Evans pointed to relationships as the key to the school system’s success. “We are a people business. We’re a business that’s about relationships,” he said.
But it’s not just the close relationships he’s made with colleagues over the years, but also those built within each initiative to make it successful. Evans also credited the school system’s success to the county’s business community.
“They are a real fabric of strength of our school system,” he said. “It reflects the impact our entire business community has on the schools.
“I’m so thankful for those organizations, such as our PTAs and our Rotary Clubs. Those are the people who have been partners in our work and they have brought greater quality to my own life because we have worked together. There’s a lot of that I’m going to miss in my future role.”
Evans is viewed as the district’s leader, but he’s made it a priority to also get to know the students and teachers.

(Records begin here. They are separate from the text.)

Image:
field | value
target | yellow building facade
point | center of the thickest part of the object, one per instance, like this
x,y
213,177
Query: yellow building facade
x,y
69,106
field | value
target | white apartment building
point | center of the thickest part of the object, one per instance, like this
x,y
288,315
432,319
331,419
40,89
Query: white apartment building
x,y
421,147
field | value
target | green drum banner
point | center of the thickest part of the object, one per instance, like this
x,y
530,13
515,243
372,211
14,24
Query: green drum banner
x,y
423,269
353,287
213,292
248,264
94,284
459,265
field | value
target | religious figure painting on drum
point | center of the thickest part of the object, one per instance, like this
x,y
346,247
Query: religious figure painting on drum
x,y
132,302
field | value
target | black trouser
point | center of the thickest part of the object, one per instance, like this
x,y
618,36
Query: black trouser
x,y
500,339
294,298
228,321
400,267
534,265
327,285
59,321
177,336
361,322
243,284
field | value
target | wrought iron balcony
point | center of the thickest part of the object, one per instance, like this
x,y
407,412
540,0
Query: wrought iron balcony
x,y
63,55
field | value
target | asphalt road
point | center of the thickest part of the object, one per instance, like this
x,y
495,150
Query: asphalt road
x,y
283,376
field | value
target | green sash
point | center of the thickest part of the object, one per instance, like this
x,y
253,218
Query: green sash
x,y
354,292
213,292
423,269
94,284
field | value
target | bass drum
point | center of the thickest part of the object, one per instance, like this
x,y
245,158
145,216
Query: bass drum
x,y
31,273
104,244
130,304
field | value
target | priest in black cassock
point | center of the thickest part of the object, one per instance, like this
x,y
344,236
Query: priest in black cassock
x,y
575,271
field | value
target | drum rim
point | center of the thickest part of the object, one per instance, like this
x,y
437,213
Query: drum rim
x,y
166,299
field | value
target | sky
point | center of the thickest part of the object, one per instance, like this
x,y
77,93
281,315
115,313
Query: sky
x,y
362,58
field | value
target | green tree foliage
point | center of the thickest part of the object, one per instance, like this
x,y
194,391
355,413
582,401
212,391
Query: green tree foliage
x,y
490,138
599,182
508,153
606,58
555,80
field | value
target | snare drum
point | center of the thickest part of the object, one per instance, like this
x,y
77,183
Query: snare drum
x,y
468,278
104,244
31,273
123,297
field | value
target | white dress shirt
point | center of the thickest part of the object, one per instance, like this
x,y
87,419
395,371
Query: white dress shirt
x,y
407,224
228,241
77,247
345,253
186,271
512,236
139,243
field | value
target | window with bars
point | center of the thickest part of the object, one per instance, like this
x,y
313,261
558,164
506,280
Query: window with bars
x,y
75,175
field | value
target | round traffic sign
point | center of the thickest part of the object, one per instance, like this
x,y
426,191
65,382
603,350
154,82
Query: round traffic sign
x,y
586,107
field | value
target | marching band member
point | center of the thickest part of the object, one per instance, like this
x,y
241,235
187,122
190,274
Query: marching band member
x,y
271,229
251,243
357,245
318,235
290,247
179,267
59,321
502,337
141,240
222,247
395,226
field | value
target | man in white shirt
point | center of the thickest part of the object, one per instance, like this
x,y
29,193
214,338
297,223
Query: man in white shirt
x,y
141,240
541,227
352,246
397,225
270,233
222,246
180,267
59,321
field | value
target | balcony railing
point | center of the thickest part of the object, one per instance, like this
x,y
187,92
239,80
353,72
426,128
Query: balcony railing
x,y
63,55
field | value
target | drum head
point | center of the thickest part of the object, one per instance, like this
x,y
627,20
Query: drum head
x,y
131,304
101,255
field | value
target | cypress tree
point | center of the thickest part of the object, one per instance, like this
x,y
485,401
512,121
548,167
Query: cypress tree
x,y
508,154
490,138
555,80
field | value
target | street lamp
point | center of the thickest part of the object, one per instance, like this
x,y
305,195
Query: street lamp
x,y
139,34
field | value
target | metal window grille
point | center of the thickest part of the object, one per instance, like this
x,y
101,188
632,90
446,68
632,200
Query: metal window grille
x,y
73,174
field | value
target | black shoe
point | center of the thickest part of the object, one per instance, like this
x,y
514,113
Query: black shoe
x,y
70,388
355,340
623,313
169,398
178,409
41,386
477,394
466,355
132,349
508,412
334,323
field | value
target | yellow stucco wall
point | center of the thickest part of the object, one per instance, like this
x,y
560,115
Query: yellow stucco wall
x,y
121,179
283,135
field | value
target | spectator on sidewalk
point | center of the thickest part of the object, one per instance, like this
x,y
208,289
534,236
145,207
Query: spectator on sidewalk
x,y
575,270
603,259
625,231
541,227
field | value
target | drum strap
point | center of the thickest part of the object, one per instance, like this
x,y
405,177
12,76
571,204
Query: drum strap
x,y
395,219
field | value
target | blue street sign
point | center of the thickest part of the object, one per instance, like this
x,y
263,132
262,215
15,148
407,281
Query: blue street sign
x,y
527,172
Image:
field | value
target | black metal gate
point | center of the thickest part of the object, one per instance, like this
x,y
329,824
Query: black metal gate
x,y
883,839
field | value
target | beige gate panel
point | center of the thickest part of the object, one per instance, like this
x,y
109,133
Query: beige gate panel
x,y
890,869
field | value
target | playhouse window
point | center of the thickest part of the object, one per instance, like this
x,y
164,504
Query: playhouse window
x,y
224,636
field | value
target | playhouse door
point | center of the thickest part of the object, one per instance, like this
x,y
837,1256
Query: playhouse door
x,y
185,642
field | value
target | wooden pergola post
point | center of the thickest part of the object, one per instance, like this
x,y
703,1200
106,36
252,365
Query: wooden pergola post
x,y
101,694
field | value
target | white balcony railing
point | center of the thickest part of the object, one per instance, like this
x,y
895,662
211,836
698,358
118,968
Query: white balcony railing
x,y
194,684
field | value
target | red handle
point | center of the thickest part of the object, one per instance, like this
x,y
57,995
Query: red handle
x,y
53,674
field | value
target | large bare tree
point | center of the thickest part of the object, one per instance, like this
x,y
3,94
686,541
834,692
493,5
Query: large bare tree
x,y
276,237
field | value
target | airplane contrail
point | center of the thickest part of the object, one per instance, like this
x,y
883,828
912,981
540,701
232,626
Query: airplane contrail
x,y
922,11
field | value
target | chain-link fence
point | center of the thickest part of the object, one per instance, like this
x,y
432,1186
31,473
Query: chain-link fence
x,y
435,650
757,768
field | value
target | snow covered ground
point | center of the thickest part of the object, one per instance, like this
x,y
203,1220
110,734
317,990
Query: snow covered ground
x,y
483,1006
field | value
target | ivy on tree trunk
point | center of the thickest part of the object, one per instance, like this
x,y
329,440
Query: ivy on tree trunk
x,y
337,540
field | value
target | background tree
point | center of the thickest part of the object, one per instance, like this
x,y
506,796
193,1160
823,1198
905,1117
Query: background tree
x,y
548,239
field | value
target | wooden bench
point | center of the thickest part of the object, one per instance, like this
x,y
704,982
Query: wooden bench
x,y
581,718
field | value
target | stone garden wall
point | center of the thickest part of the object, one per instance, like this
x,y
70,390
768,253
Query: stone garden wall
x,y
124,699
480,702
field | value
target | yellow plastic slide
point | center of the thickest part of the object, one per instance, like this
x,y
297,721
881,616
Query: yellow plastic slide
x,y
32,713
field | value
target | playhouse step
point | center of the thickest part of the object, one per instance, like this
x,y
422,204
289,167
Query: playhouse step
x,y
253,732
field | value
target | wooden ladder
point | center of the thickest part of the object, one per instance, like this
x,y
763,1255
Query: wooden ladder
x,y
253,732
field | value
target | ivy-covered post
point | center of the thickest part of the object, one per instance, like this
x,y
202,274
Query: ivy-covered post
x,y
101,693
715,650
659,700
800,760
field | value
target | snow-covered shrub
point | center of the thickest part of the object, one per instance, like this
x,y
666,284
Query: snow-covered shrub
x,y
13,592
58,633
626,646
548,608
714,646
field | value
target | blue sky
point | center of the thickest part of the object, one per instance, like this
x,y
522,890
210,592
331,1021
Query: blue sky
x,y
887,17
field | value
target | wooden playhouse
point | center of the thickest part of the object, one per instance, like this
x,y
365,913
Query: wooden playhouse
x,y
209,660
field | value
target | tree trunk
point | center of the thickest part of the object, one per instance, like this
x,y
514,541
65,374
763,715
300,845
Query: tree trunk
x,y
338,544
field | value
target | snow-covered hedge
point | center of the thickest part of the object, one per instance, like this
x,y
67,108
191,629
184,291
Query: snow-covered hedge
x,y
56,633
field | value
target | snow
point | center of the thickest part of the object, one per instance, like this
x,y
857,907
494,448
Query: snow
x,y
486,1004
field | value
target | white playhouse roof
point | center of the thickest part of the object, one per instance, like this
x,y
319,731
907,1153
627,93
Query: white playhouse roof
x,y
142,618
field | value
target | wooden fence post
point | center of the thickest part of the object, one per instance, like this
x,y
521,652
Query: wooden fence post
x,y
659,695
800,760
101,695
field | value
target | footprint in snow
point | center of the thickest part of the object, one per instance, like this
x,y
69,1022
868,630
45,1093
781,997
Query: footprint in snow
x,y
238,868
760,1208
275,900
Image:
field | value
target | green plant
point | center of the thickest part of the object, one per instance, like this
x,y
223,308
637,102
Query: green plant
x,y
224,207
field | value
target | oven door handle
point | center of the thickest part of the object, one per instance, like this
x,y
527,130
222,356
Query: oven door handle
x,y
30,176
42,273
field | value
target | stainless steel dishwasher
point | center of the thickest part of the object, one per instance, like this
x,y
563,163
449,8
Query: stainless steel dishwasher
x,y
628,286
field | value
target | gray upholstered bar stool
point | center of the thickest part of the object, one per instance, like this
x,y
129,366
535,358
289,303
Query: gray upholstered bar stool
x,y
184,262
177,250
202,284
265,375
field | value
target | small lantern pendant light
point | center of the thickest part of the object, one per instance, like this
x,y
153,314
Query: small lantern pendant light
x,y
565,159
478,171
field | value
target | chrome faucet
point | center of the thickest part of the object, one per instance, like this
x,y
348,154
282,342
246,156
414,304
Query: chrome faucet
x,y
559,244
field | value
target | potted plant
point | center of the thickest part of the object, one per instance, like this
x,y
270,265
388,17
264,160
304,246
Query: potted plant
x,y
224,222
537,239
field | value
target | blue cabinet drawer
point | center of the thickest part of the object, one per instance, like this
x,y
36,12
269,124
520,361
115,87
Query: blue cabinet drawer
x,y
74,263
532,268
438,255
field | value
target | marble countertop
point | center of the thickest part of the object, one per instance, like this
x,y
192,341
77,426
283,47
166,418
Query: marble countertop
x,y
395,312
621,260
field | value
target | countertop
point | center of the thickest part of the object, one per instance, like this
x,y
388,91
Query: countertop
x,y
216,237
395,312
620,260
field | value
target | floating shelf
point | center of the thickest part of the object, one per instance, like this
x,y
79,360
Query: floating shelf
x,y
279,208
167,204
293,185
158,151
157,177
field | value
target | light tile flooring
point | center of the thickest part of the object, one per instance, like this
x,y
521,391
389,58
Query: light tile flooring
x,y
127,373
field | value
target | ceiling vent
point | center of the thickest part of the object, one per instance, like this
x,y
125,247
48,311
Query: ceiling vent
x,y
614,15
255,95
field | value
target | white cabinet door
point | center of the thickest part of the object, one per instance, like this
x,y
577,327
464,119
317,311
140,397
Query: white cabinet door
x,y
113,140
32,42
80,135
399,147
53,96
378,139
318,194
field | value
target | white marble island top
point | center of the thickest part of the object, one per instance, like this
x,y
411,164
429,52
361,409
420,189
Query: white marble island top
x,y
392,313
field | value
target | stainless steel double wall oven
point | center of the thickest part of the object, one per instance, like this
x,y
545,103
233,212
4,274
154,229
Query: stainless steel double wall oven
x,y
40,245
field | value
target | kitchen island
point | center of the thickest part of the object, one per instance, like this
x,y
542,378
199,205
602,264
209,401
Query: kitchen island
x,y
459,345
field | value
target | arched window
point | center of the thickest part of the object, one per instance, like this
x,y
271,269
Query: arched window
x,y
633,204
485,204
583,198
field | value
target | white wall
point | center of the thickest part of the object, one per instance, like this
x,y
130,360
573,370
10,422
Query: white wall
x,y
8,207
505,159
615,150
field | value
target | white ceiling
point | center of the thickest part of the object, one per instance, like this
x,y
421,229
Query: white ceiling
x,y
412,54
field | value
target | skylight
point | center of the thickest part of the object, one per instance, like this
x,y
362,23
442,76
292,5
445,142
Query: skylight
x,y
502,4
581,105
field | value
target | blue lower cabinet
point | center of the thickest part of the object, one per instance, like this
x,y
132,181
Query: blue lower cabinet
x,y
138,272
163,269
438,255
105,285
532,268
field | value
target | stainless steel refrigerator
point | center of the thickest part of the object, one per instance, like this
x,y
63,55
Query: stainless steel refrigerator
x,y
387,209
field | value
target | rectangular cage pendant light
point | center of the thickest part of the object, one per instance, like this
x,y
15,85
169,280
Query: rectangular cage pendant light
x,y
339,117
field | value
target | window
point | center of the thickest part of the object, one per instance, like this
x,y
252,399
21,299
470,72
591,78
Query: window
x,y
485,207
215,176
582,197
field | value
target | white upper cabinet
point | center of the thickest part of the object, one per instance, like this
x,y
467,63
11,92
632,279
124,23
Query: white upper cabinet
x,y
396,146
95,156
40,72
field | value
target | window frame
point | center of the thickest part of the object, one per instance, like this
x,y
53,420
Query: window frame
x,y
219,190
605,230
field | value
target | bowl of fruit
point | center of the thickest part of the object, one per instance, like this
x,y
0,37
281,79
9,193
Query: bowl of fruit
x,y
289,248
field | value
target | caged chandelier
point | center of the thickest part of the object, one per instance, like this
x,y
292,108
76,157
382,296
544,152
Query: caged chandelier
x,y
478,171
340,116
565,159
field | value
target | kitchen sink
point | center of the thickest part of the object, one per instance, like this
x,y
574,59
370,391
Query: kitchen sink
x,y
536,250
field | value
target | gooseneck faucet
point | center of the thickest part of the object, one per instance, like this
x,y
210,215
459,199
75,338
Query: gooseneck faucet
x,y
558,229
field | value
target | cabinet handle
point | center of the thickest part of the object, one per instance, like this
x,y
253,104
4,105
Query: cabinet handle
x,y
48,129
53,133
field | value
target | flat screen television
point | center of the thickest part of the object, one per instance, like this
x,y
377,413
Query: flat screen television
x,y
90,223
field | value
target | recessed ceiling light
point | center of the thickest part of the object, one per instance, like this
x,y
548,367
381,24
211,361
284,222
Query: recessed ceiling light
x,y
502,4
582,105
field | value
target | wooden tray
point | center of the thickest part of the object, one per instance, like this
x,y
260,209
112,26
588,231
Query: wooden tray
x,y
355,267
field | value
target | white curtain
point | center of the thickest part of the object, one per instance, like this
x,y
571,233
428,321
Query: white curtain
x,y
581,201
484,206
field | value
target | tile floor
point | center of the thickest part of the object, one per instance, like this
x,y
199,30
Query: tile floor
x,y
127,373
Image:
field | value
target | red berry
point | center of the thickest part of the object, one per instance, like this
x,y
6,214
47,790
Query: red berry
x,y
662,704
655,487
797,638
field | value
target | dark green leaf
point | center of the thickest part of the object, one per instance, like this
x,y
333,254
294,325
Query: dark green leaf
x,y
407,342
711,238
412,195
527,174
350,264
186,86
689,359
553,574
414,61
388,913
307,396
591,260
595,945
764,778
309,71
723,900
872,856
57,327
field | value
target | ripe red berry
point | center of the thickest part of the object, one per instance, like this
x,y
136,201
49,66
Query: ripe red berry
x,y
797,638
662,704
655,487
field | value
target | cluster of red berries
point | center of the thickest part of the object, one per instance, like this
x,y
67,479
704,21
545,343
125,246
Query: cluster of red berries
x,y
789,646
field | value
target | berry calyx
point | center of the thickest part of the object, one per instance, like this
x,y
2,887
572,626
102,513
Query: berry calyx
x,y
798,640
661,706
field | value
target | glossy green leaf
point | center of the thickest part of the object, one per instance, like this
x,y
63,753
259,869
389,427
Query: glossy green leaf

“You want to get into as many of your schools throughout the year as you can, which required me to keep a spreadsheet of where I had been ... spreading yourself over 35 schools can be a little bit of a challenge, but I think it’s important,” he said.
“By being able to go into a pottery class and to throw pottery along with the students, getting mud up to your elbows and in your dress pants while you’re having a great time is something that they’re going to remember and be able to do for the rest of their lives.”
Evans plans to take his passion for learning and technological advancements with him to his new role. With 24-hour digital access to education, he hopes to help establish a well-educated prison population which is better prepared for their release.
“I’m not naïve in thinking we’re going to change the whole world, but everyone who we are involved in teaching is somebody’s son or somebody’s daughter and very likely somebody’s mom or somebody’s child ... and if we can create success in their life, I’ll be able to say that I’ve made a difference,” he said. “I’m up for the challenge.”
While he’s leaving Forsyth County for the middle Georgia city of Forsyth, Evans said he will never be more than a phone call away. And he expressed full confidence in Jeff Bearden, current superintendent of Rome City Schools, who last week was named the sole finalist to replace him in the fall.
“Part of being a good superintendent is learning how to be a good ex-superintendent,” he said. “I’ll always be available, but they don’t have to worry about me being an unwelcomed guest. I will continue to be Forsyth County Schools’ biggest cheerleader.”